Mozart is the ultimate example of the divine-spark theory of greatness. Composing music at age five, giving public performances as a pianist and violinist at age eight, going on to produce hundreds of works, some of which are widely regarded as ethereally great and treasures of Western culture, all in the brief time before his death at age thirty-five—if that isn't talent, and on a mammoth scale, then nothing is.
The facts are worth examining a little more closely. Mozart's father was of course Leopold Mozart, a famous composer and performer in his own right. He was also a domineering parent who started his son on a program of intensive training in composition and performing at age three. Leopold was well qualified for his role as little Wolfgang's teacher by more than just his own eminence; he was deeply interested in how music was taught to children. While Leopold was only so-so as a musician, he was highly accomplished as a pedagogue. His authoritative book on violin instruction, published the same year Wolfgang was born, remained influential for decades.
So from the earliest age, Wolfgang was receiving heavy instruction from an expert teacher who lived with him. Of course his early compositions still seem remarkable, but they raise some provocative questions. It's interesting to note that the manuscripts are not in the boy's own hand; Leopold always “corrected” them before anyone saw them.
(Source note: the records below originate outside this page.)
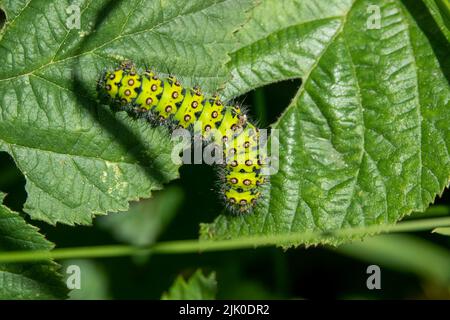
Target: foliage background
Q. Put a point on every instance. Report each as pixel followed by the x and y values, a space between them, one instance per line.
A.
pixel 175 212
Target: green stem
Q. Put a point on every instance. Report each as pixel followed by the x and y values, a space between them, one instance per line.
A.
pixel 195 246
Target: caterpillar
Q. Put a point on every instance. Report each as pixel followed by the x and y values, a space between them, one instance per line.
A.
pixel 165 101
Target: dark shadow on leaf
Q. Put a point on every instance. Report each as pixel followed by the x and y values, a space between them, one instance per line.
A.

It seems noteworthy also that Leopold stopped composing at just the time he began teaching Wolfgang.
In some cases it's clear that the young boy's compositions are not original. Wolfgang's first four piano concertos, composed when he was eleven, actually contain no original music by him. He put them together out of works by other composers. He wrote his next three works of this type, today not classified as piano concertos, at age sixteen; these also contain no original music but instead are arrangements of works by Johann Christian Bach, with whom Wolfgang had studied in London. Mozart's earliest symphonies, brief works written when he was just eight, hew closely to the style of Johann Christian Bach, with whom he was studying when they were written.
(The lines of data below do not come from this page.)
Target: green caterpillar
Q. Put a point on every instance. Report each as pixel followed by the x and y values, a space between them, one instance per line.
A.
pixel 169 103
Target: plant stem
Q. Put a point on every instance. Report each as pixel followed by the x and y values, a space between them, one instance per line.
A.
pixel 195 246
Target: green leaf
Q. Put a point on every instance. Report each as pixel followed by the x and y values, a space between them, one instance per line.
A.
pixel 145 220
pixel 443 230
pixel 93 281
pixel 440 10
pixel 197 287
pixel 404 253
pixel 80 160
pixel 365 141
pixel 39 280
None of these works is regarded today as great music or even close. They are rarely performed or recorded except as novelties, of interest only because of Mozart's later fame. They seem instead to be the works of someone being trained as a composer by the usual methods—copying, arranging, and imitating the works of others—with the resulting products brought to the world's attention (and just maybe polished a bit) by a father who spent much of his life promoting his son. Mozart's first work regarded today as a masterpiece, with its status confirmed by the number of recordings available, is his Piano Concerto No. 9, composed when he was twenty-one. That's certainly an early age, but we must remember that by then Wolfgang had been through eighteen years of extremely hard, expert training.
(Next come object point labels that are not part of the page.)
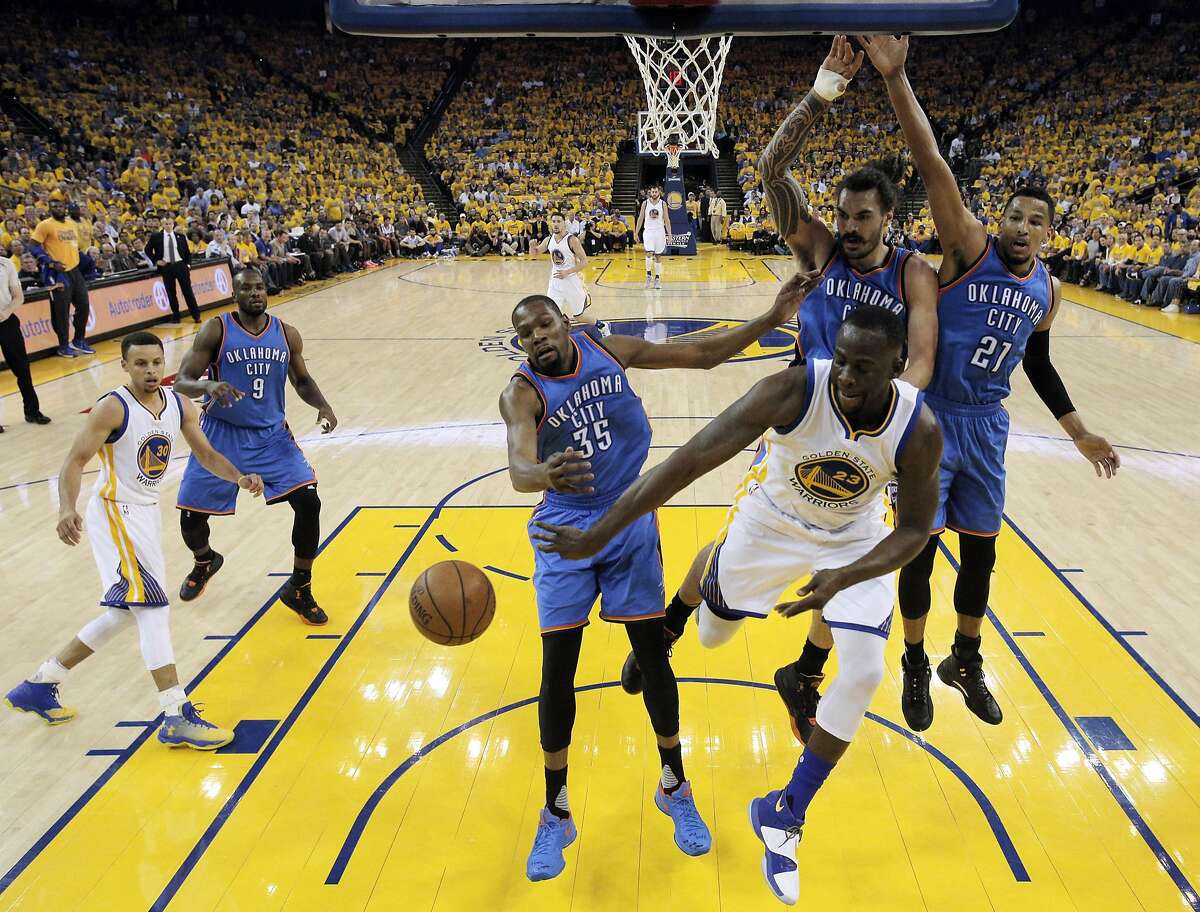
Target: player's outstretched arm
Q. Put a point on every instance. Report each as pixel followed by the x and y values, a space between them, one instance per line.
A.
pixel 565 472
pixel 211 460
pixel 808 237
pixel 773 401
pixel 190 383
pixel 304 384
pixel 916 508
pixel 921 293
pixel 960 233
pixel 1048 384
pixel 102 420
pixel 713 348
This is worth pausing to consider. Any divine spark that Mozart may have possessed did not enable him to produce world-class work quickly or easily, which is something we often suppose a divine spark will do.
Mozart's method of composing was not quite the wonder it was long thought to be. For nearly two hundred years many people have believed that he had a miraculous ability to compose entire major pieces in his head, after which writing them down was mere clerical work. That view was based on a famous letter in which he says as much: “the whole, though it be long, stands almost finished and complete in my mind . . . the committing to paper is done quickly enough . . . and it rarely differs on paper from what it was in my imagination.”
That report certainly does portray a superhuman performer. The trouble is, this letter is a forgery, as many scholars later established. Mozart did not conceive whole works in his mind, perfect and complete. Surviving manuscripts show that Mozart was constantly revising, reworking, crossing out and rewriting whole sections, jotting down fragments and putting them aside for months or years. Though it makes the results no less magnificent, he wrote music the way ordinary humans do.